A complement to the "best of" and recounting of historical high-points is reanalysis of particular study results or aspects of the field's literature more generally. Many substantive letters to the editor about published papers reflect a full article's worth of analysis by the letter authors. But those authors have little opportunity to publish that analysis, even when it has substantial practical or methodological importance; we encourage submission to EP&I of such papers, whether or not a letter to the editor has been published. We encourage authors to take advantage of the speed of online publishing to submit re-analyses of important findings for publication while the implications of the original study are still being debated. (Important re-analyses, based on either the original data or sometimes merely what was published, need not be immediate, however, and can still be interesting years later.) Readers of the health science literature may often find themselves asking a question about a study's results beyond the few specifically addressed in the published reports. A new analysis might be more relevant to a particular decision, or even out-and-out more informative than the original publication.

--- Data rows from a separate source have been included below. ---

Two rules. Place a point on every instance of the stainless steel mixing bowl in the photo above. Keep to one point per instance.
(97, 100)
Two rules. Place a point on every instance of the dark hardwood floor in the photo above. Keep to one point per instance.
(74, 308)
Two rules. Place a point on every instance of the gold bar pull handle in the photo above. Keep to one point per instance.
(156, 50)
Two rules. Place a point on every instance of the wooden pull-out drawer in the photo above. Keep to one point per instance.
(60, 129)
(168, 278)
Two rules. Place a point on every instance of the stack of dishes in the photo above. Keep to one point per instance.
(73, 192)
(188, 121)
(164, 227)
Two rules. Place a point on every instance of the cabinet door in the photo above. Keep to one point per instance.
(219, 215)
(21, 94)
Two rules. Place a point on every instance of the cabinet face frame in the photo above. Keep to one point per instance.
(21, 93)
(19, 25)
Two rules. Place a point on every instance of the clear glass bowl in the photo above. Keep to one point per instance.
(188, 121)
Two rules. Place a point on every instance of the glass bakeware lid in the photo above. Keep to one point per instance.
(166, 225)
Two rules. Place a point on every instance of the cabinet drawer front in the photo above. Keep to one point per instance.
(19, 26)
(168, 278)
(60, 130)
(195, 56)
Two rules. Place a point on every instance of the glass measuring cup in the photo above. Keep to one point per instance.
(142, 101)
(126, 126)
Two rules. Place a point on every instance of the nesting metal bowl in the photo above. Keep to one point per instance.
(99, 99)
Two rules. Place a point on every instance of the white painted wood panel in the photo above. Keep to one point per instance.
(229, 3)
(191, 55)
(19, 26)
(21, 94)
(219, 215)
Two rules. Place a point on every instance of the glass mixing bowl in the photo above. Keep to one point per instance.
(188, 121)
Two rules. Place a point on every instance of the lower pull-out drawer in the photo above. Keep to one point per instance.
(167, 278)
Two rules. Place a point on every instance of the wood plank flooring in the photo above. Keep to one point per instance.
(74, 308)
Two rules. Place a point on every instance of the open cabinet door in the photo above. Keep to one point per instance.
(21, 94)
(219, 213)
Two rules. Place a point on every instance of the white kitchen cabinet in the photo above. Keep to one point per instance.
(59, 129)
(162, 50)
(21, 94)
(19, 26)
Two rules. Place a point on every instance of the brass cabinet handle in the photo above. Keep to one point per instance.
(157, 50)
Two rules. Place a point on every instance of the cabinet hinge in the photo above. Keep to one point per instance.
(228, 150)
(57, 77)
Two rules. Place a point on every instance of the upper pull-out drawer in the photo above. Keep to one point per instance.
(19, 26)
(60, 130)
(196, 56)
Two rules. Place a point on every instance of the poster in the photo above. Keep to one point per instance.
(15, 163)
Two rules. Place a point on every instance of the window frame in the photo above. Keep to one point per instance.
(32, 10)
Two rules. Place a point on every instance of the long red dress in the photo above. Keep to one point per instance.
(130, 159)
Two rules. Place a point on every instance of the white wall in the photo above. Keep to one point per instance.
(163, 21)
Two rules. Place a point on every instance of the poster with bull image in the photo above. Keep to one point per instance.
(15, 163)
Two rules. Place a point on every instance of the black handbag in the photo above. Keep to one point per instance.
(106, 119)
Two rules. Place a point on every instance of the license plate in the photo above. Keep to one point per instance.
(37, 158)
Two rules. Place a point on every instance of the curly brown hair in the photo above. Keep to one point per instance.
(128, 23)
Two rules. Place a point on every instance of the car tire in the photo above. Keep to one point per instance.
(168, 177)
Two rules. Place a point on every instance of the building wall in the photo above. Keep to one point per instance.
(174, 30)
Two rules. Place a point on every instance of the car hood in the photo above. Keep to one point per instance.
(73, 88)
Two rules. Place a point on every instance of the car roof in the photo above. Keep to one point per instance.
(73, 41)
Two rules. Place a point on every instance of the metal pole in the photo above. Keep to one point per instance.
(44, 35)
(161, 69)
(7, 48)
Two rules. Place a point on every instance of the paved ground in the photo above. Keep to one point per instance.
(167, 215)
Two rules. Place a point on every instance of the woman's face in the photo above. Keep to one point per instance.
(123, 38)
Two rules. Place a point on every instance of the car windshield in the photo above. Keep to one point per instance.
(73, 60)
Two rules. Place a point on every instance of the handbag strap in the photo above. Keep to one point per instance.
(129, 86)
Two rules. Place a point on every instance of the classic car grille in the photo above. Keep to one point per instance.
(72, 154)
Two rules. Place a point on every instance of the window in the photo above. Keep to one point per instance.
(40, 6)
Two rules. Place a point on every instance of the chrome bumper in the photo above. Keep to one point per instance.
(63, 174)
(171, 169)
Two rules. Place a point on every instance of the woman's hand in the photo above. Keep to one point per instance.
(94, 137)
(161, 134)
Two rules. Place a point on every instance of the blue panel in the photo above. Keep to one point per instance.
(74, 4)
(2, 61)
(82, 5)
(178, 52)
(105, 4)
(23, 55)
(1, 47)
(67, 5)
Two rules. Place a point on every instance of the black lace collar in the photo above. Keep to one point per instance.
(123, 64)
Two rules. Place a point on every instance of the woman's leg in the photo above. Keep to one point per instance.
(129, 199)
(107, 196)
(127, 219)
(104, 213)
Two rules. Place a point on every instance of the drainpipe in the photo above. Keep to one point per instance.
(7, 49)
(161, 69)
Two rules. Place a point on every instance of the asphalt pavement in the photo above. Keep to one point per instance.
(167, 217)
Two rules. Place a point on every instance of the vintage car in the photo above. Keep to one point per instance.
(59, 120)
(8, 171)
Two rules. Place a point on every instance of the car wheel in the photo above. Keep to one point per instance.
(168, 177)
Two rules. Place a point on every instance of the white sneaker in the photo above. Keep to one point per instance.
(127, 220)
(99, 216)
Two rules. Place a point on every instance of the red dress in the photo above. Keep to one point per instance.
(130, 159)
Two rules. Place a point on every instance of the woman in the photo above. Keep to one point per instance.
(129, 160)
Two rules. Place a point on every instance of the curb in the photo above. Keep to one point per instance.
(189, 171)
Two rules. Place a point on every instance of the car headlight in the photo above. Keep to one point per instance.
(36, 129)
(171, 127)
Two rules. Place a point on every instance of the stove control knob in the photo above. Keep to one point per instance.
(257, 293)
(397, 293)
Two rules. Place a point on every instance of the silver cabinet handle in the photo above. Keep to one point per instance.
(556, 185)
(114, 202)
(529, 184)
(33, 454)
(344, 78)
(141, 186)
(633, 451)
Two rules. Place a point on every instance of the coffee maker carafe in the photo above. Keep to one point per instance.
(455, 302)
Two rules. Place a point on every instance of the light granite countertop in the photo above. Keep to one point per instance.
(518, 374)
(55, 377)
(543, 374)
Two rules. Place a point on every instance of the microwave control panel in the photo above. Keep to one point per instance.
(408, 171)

Finally, we hope to publish "Point-Counterpoint" collections on single topics. Authors considering writing a counterpoint (or simply a related point) to an EP&I article are encouraged to contact us in advance to see if we might solicit other related submissions to create a larger collection. Topics of particular interest to us, where we would like to encourage the starting of point-counterpoint series, include the usefulness of causal inference in epidemiology and the scientific basis for a particular regulatory decision (e.g., the U.S. Food and Drug Administration decisions to ban phenylpropanolamine and ephedra). We especially encourage students to suggest potential topics.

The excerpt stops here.